PDF e-Pub

## Section: New Results

### Large-scale statistical learning

#### Dictionary Learning for Massive Matrix Factorization

Participants : Julien Mairal, Arthur Mensch [Parietal] , Gael Varoquaux [Parietal] , Bertrand Thirion [Parietal] .

Sparse matrix factorization is a popular tool to obtain interpretable data decompositions, which are also effective to perform data completion or denoising. Its applicability to large datasets has been addressed with online and randomized methods, that reduce the complexity in one of the matrix dimension, but not in both of them. In [25], [17], we tackle very large matrices in both dimensions. We propose a new factorization method that scales gracefully to terabyte-scale datasets. Those could not be processed by previous algorithms in a reasonable amount of time. We demonstrate the efficiency of our approach on massive functional Magnetic Resonance Imaging (fMRI) data, and on matrix completion problems for recommender systems, where we obtain significant speed-ups compared to state-of-the art coordinate descent methods. The main principle of the method is illustrated in Figure 13.

Figure 13. Illustration of the matrix factorization algorithm, which streams columns in one dimension while subsampling them.

#### Stochastic Optimization with Variance Reduction for Infinite Datasets with Finite-Sum Structure

Participants : Alberto Bietti, Julien Mairal.

Stochastic optimization algorithms with variance reduction have proven successful for minimizing large finite sums of functions. However, in the context of empirical risk minimization, it is often helpful to augment the training set by considering random perturbations of input examples. In this case, the objective is no longer a finite sum, and the main candidate for optimization is the stochastic gradient descent method (SGD). In this paper [26], we introduce a variance reduction approach for this setting when the objective is strongly convex. After an initial linearly convergent phase, the algorithm achieves a $O\left(1/t\right)$ convergence rate in expectation like SGD, but with a constant factor that is typically much smaller, depending on the variance of gradient estimates due to perturbations on a single example.
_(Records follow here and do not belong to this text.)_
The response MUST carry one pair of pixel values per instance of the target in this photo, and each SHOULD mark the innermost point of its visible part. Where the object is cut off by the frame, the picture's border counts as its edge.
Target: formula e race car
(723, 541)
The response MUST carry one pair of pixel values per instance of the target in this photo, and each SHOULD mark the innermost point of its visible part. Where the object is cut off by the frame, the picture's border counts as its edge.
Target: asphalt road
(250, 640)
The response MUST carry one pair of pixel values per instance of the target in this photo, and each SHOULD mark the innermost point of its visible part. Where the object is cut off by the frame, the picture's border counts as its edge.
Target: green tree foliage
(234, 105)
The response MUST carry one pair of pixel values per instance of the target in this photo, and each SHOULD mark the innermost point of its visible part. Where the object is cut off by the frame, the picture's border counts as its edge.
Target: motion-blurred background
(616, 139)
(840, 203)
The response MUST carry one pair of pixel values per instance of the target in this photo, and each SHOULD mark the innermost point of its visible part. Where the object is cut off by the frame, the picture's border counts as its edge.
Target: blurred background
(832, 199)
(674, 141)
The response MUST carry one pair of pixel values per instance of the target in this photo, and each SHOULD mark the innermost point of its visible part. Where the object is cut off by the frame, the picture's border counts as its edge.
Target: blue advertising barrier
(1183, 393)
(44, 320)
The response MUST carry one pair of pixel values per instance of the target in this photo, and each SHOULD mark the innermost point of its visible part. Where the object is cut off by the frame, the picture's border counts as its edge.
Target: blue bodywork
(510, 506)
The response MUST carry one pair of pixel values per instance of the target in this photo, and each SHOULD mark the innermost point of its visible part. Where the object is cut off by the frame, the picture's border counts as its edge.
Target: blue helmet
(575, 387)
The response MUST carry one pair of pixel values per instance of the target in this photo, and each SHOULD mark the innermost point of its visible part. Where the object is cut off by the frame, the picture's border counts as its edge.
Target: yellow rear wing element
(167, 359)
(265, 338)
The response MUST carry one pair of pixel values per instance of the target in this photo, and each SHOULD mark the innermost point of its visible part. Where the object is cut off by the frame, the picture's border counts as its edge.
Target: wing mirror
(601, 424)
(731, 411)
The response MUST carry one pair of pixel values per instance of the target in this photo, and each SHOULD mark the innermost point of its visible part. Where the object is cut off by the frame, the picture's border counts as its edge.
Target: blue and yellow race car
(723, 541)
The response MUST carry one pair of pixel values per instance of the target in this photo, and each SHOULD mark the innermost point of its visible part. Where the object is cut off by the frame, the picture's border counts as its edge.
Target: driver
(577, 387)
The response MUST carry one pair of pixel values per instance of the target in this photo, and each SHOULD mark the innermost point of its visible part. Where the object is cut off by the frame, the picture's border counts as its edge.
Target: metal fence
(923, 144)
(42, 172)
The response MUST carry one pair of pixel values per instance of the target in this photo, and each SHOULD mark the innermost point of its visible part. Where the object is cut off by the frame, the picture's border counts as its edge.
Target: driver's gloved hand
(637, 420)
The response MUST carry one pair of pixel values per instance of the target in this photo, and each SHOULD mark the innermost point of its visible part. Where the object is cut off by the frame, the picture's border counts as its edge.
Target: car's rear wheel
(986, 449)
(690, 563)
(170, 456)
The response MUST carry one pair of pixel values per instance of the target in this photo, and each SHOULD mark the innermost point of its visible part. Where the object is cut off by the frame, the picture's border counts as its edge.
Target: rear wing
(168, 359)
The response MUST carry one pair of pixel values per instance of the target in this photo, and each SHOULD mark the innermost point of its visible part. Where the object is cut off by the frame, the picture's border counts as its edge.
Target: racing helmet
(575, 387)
#### QuickeNing: A Generic Quasi-Newton Algorithm for Faster Gradient-Based Optimization

Participants : Hongzhou Lin, Julien Mairal, Zaid Harchaoui [University of Washington] .

In this paper [28], we propose an approach to accelerate gradient-based optimization algorithms by giving them the ability to exploit curvature information using quasi-Newton update rules. The proposed scheme, called QuickeNing, is generic and can be applied to a large class of first-order methods such as incremental and block-coordinate algorithms; it is also compatible with composite objectives, meaning that it has the ability to provide exactly sparse solutions when the objective involves a sparsity-inducing regularization. QuickeNing relies on limited-memory BFGS rules, making it appropriate for solving high-dimensional optimization problems; with no line-search, it is also simple to use and to implement. Besides, it enjoys a worst-case linear convergence rate for strongly convex problems. We present experimental results, see Figure 14, where QuickeNing gives significant improvements over competing methods for solving large-scale high-dimensional machine learning problems.

Figure 14. Relative duality gap for different number of passes performed over dataset covtype.

#### Dictionary Learning from Phaseless Measurements

Participants : Julien Mairal, Yonina Eldar [Technion] , Andreas Tillmann [TU Darmstadt] .

In [22], [12], we propose a new algorithm to learn a dictionary for reconstructing and sparsely encoding signals from measurements without phase. Specifically, we consider the task of estimating a two-dimensional image from squared-magnitude measurements of a complex-valued linear transformation of the original image. Several recent phase retrieval algorithms exploit underlying sparsity of the unknown signal in order to improve recovery performance. In this work, we consider such a sparse signal prior in the context of phase retrieval, when the sparsifying dictionary is not known in advance. Our algorithm jointly reconstructs the unknown signal—possibly corrupted by noise—and learns a dictionary such that each patch of the estimated image can be sparsely represented. Numerical experiments demonstrate that our approach can obtain significantly better reconstructions for phase retrieval problems with noise than methods that cannot exploit such “hidden” sparsity. Moreover, on the theoretical side, we provide a convergence result for our method.